We accept potential service dogs from:

  • Local Shelters & Reputable Rescue Organizations
  • Canines currently residing with the potential veteran applicant. (See below)
  • Donations from breeders or individuals needing to re-home their dog.

***Note:  All potential service dogs will be tested using the same service dog testing procedure prior to their admittance into the program. Service work is very demanding and intense. Respectfully, not all dogs are made for the demands of service work.

If you own your own dog and would like to enroll them in our program, here are the basic requirements:

  • Dog must be friendly and safe out in public around people and animals
  • You are required to meet with one of our volunteers and have the dog tested (No charge)
  • Your dog must be healthy, have all limbs, sight, hearing, and up to date on current vaccinations & Spayed/neutered
  • Your dog should be at least 1 yr of age but not over 5 years of age. Some exceptions can apply.
  • Dog must be able to help by learning tasks that will assist you with your disability(s)

What does a PTSD, TBI & SMI service dog do?

  1. Help prevent emotional triggers by physically placing themselves directly between the handler and the triggering event. Without attracting attention, a Service Dog can help a handler claim personal space in public when the dog is used as a buffer to keep other people from unexpectedly getting too close to the handler. The intensity of being out in public can be reduced to comfortable levels, leaving the handler with less stress about returning to public environments.
  2. Stress alerting.
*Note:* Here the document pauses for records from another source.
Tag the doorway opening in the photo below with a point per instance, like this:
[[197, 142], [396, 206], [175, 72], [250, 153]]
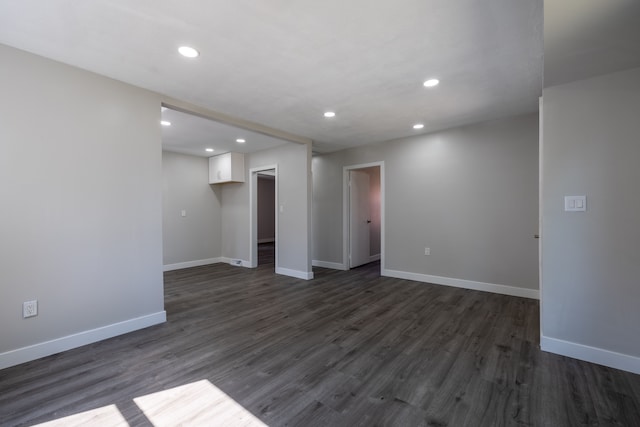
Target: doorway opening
[[363, 222], [264, 217]]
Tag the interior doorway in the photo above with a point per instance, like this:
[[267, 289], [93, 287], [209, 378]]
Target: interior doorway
[[263, 189], [266, 217], [363, 224]]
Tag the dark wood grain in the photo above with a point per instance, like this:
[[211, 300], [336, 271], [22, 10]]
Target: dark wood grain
[[345, 349]]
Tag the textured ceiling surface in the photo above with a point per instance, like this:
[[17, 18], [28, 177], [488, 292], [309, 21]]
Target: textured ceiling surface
[[282, 63], [189, 134]]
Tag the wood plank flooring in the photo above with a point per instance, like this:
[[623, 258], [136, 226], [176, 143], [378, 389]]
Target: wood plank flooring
[[247, 347]]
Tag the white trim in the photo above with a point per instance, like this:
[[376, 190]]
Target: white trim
[[462, 283], [591, 354], [187, 264], [253, 213], [328, 264], [541, 208], [47, 348], [345, 210], [244, 263], [305, 275]]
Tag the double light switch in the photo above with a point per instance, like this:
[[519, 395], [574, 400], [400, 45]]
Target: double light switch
[[575, 203]]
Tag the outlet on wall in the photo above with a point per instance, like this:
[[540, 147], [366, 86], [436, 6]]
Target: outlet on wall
[[29, 308]]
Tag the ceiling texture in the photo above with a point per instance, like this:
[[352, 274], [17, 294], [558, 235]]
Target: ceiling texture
[[283, 63]]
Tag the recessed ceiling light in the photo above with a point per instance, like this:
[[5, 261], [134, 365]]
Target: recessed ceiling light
[[431, 83], [188, 51]]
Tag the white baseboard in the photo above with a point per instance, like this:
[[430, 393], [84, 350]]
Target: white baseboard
[[196, 263], [295, 273], [327, 264], [243, 263], [591, 354], [466, 284], [47, 348]]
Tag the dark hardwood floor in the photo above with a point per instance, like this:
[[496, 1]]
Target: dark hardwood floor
[[247, 347]]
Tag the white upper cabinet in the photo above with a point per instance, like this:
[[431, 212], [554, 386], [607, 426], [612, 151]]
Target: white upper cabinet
[[227, 167]]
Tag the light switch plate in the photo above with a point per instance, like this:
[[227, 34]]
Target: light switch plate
[[575, 203]]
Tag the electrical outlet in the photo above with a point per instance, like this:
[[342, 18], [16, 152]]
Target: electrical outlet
[[29, 308]]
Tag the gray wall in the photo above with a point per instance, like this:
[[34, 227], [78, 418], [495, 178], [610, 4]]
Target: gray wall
[[591, 261], [293, 161], [266, 208], [80, 224], [469, 193], [195, 237]]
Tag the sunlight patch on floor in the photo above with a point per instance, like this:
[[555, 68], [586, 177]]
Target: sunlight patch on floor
[[196, 404], [107, 416]]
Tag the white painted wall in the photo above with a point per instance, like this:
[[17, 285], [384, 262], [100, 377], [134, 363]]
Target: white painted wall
[[266, 208], [591, 261], [195, 238], [80, 223], [469, 193], [294, 196]]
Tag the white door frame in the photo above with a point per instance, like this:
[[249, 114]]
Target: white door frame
[[345, 212], [253, 217]]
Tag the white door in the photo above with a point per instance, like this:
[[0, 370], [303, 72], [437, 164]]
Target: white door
[[359, 218]]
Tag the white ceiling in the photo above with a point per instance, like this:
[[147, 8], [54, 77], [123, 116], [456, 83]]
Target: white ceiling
[[282, 63]]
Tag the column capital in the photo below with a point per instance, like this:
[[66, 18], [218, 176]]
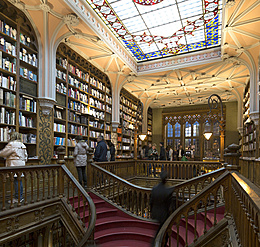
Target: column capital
[[46, 105], [255, 117]]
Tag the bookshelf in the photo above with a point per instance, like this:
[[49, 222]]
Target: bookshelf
[[149, 124], [249, 129], [129, 117], [84, 101], [18, 82]]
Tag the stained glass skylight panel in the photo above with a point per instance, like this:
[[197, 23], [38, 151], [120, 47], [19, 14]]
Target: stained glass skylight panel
[[152, 29]]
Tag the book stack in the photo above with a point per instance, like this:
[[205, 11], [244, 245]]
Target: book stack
[[27, 104], [59, 128], [7, 82], [59, 141], [7, 29], [7, 98], [25, 121], [6, 116]]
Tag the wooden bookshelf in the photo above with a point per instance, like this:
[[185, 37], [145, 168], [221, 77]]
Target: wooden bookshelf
[[129, 117], [149, 124], [84, 101], [18, 82], [249, 129]]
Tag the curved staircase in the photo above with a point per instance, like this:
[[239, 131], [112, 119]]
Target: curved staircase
[[116, 228]]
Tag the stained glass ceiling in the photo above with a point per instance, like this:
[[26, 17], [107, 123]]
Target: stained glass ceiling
[[152, 29]]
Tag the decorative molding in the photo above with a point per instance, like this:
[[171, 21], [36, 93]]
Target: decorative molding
[[230, 3], [46, 105], [87, 14], [255, 117], [181, 61]]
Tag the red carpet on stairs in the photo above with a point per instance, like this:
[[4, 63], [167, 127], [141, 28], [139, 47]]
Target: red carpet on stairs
[[115, 228]]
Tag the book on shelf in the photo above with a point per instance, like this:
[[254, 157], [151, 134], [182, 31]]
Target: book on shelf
[[7, 29], [6, 116], [25, 121], [4, 134]]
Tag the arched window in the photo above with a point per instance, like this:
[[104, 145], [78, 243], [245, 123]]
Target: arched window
[[169, 130], [187, 129], [177, 130], [196, 129]]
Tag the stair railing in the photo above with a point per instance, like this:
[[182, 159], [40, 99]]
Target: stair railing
[[209, 197], [150, 168], [136, 199], [42, 183]]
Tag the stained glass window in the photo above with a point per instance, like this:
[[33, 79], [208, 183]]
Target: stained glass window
[[163, 29], [196, 129], [177, 130], [187, 129], [169, 130]]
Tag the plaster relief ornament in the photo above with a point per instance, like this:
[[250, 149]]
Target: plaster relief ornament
[[172, 44], [71, 20]]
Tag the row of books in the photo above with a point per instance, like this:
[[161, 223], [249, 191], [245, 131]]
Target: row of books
[[7, 63], [76, 83], [108, 99], [7, 46], [7, 29], [94, 134], [28, 138], [6, 116], [128, 103], [97, 94], [7, 82], [107, 136], [26, 121], [27, 103], [4, 134], [59, 141], [78, 106], [97, 83], [96, 124], [59, 128], [108, 109], [61, 75], [24, 39], [97, 103], [77, 118], [63, 62], [28, 74], [76, 71], [77, 130], [76, 94], [92, 144], [27, 57], [96, 113], [7, 98], [61, 88]]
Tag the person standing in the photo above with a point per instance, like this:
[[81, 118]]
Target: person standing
[[80, 160], [180, 153], [112, 150], [162, 152], [160, 202], [100, 154], [16, 155]]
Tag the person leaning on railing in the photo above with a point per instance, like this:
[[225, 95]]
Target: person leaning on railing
[[16, 155]]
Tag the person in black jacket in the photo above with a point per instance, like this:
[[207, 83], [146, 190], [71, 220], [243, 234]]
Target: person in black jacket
[[112, 150], [100, 154], [160, 202], [162, 152]]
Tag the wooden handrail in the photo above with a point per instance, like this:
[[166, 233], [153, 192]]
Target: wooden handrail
[[200, 202], [241, 200], [150, 168], [41, 183], [135, 198]]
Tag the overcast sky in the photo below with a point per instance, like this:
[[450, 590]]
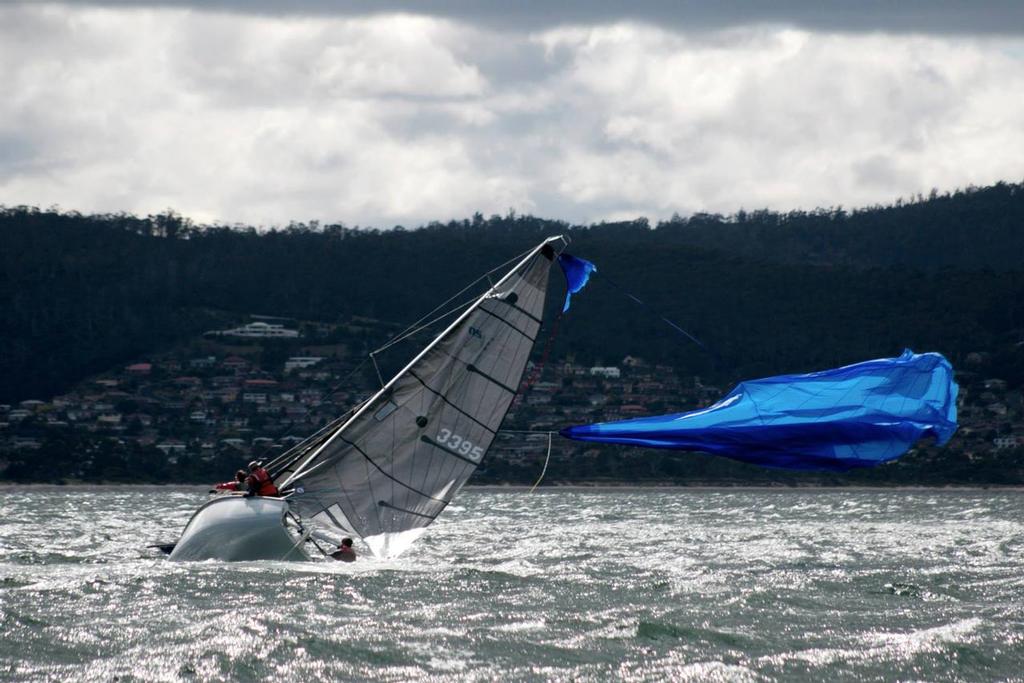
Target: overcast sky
[[240, 112]]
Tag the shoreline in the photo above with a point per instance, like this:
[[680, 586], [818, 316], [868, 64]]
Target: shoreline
[[621, 486]]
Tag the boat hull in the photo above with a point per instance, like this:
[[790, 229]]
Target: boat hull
[[236, 528]]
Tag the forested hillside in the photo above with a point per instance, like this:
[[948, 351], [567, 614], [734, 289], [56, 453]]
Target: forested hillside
[[766, 292]]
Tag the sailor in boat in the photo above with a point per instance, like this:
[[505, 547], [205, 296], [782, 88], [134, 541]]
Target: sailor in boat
[[345, 552], [259, 481]]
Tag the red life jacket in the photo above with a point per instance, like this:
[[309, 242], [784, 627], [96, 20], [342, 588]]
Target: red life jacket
[[259, 481]]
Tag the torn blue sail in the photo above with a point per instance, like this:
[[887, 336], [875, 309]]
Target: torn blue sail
[[577, 273], [856, 416]]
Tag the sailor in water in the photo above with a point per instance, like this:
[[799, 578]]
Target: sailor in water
[[259, 481], [345, 552]]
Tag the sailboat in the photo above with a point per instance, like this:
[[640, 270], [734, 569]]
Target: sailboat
[[386, 469]]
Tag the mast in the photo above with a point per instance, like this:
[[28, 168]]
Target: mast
[[305, 468]]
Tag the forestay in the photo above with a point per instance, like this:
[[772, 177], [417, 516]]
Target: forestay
[[388, 471]]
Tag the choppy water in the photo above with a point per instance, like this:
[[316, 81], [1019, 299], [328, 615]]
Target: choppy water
[[565, 585]]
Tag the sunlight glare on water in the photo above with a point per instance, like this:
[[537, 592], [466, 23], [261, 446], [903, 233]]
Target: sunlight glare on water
[[560, 585]]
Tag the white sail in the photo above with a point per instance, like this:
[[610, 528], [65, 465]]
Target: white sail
[[388, 471]]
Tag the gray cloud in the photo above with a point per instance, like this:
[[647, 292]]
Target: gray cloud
[[407, 119], [934, 16]]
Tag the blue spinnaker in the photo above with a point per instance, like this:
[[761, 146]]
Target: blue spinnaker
[[856, 416], [577, 273]]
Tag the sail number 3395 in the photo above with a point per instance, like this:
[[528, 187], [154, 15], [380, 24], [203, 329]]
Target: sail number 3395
[[459, 444]]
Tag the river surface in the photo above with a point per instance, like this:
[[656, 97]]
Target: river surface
[[571, 585]]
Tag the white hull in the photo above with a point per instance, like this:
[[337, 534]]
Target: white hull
[[235, 528]]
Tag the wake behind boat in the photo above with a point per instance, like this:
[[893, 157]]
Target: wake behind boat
[[385, 470]]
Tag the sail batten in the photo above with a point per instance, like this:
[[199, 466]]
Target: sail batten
[[397, 462]]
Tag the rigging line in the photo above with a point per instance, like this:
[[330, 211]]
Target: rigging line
[[410, 331], [665, 319], [305, 412], [539, 369], [485, 275], [546, 460]]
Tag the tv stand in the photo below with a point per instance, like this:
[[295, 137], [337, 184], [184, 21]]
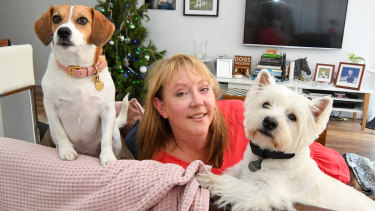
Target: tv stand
[[237, 89]]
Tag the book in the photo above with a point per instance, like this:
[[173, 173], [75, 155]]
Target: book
[[271, 55], [268, 67]]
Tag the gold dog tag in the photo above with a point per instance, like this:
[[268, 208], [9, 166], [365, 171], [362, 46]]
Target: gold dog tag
[[98, 84]]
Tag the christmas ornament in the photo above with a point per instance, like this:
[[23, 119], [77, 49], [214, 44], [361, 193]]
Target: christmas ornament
[[143, 69], [126, 61]]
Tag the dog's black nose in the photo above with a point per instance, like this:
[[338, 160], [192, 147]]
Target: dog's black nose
[[269, 123], [64, 32]]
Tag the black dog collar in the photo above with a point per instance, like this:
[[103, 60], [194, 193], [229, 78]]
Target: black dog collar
[[265, 153]]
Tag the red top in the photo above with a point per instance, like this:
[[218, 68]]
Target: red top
[[328, 160]]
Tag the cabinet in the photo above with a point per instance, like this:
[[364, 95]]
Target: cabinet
[[237, 88]]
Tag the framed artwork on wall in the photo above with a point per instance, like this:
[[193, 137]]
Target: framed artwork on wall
[[324, 73], [349, 75], [201, 7], [161, 4]]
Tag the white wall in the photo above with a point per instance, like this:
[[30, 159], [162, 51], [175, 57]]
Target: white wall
[[172, 31]]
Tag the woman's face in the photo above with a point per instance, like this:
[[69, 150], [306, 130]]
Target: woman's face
[[188, 102]]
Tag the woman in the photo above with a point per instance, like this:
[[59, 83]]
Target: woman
[[183, 122]]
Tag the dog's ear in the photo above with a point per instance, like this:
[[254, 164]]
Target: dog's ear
[[321, 109], [102, 29], [264, 78], [43, 27]]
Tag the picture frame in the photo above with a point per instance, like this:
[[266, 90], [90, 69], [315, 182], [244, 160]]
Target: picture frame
[[349, 75], [201, 7], [224, 68], [161, 4], [324, 73]]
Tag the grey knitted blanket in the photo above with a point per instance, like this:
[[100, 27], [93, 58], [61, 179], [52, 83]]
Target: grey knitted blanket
[[364, 171]]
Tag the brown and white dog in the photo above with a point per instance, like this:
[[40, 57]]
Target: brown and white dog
[[79, 93]]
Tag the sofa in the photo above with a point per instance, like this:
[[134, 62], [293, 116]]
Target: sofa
[[33, 177]]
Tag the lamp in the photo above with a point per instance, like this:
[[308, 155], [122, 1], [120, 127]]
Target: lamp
[[16, 77]]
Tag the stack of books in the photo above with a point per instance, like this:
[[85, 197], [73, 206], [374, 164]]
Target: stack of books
[[273, 63]]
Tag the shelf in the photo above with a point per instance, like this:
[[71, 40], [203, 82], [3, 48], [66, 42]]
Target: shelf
[[347, 99], [357, 110]]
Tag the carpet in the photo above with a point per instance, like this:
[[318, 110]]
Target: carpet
[[371, 124]]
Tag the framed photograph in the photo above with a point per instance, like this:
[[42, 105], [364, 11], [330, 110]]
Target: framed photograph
[[161, 4], [201, 7], [224, 68], [324, 73], [349, 75]]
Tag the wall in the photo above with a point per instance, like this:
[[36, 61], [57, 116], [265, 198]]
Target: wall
[[172, 31]]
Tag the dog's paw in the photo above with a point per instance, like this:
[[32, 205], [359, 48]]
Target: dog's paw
[[107, 157], [67, 153], [206, 179]]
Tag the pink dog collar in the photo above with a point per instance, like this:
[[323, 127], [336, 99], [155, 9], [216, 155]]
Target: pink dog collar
[[81, 72]]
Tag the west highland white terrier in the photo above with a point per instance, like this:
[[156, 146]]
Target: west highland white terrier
[[277, 170]]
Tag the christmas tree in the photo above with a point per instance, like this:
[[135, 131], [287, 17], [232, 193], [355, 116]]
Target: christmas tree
[[128, 54]]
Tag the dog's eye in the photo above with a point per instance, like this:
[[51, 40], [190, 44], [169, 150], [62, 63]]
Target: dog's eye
[[292, 117], [56, 19], [82, 20], [266, 105]]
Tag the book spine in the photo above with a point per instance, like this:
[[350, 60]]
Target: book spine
[[268, 67], [272, 55]]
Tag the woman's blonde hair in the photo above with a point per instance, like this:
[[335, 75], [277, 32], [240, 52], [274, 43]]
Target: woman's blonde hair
[[154, 131]]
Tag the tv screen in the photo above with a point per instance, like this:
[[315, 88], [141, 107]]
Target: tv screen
[[296, 23]]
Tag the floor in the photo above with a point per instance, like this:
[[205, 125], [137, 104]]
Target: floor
[[343, 136]]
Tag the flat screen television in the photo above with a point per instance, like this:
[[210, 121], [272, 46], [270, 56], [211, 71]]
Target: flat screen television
[[295, 23]]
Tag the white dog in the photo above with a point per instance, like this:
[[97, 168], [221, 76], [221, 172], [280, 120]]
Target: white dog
[[79, 93], [276, 170]]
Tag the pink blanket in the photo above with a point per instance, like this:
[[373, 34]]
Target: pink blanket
[[32, 177]]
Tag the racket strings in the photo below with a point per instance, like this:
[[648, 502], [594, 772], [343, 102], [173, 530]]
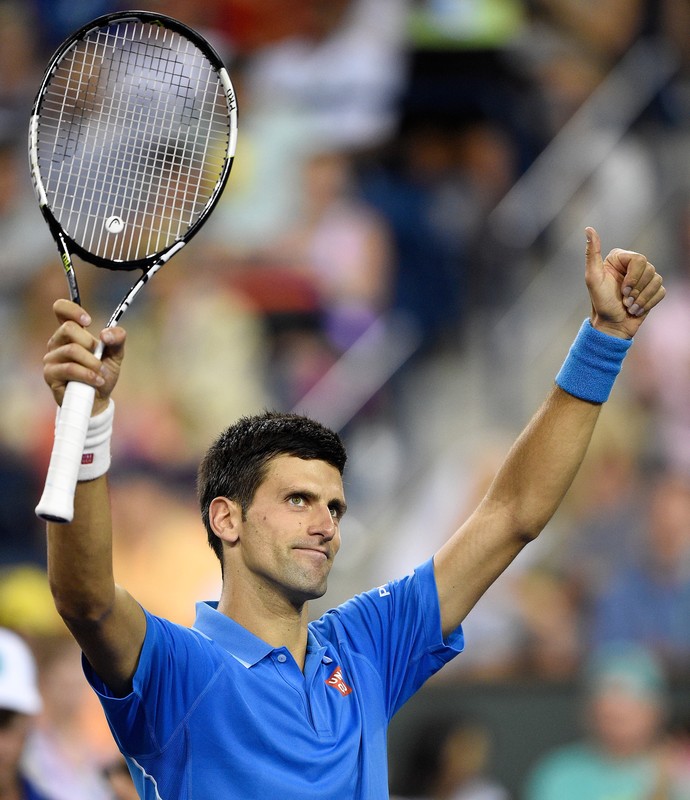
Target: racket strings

In stressful situations, it is easy to see a dog’s reactions (panting, licking, looking away constantly, and other stress-reduction techniques specific to dogs) signaling the handler that they both need a break. Once bonded, it is not uncommon for the dog to pick up on the handler’s stress levels and alert the handler.
  3. Medication reminders. Dogs can be trained to the task of reminding the handler to take medications.
  4. The handler is trained to focus on the dog during these attacks– instead of focusing on oneself. The service dog helps the handler come back to the present.
  5. The dog can be used as a source of emotional stability and comfort when dealing with uncomfortable environments or situations..With continued use of a PTSD Service Dog, the handler can find that their overall stress is reduced.
  6. The handler is less sensitive to their triggers (both primary and secondary triggers).
  7. The handler sleeps better, reducing overall stress and leads to a better ability to handle future stress. Overall, with the use of a service dog, the veterans feel less hypersensitivity (to sounds and triggers), more relaxed creating fewer flashbacks, allowing better concentration with less insomnia.
  8. Service dogs help with depression: The handler can no longer be tempted to stay in bed all morning; they now have responsibilities of feeding, walking and interaction with their partner. It’s easy to “check out” for long periods of time. When the service dog is fully bonded with the handler, the dog will often need, want, and request attention, returning the handler to the present.
  9. Anger and fits of rage: The handler realizes they are responsible for their dog and those actions will directly affect their service dog. Potential repercussions if they decide to act out in anger against their service dog.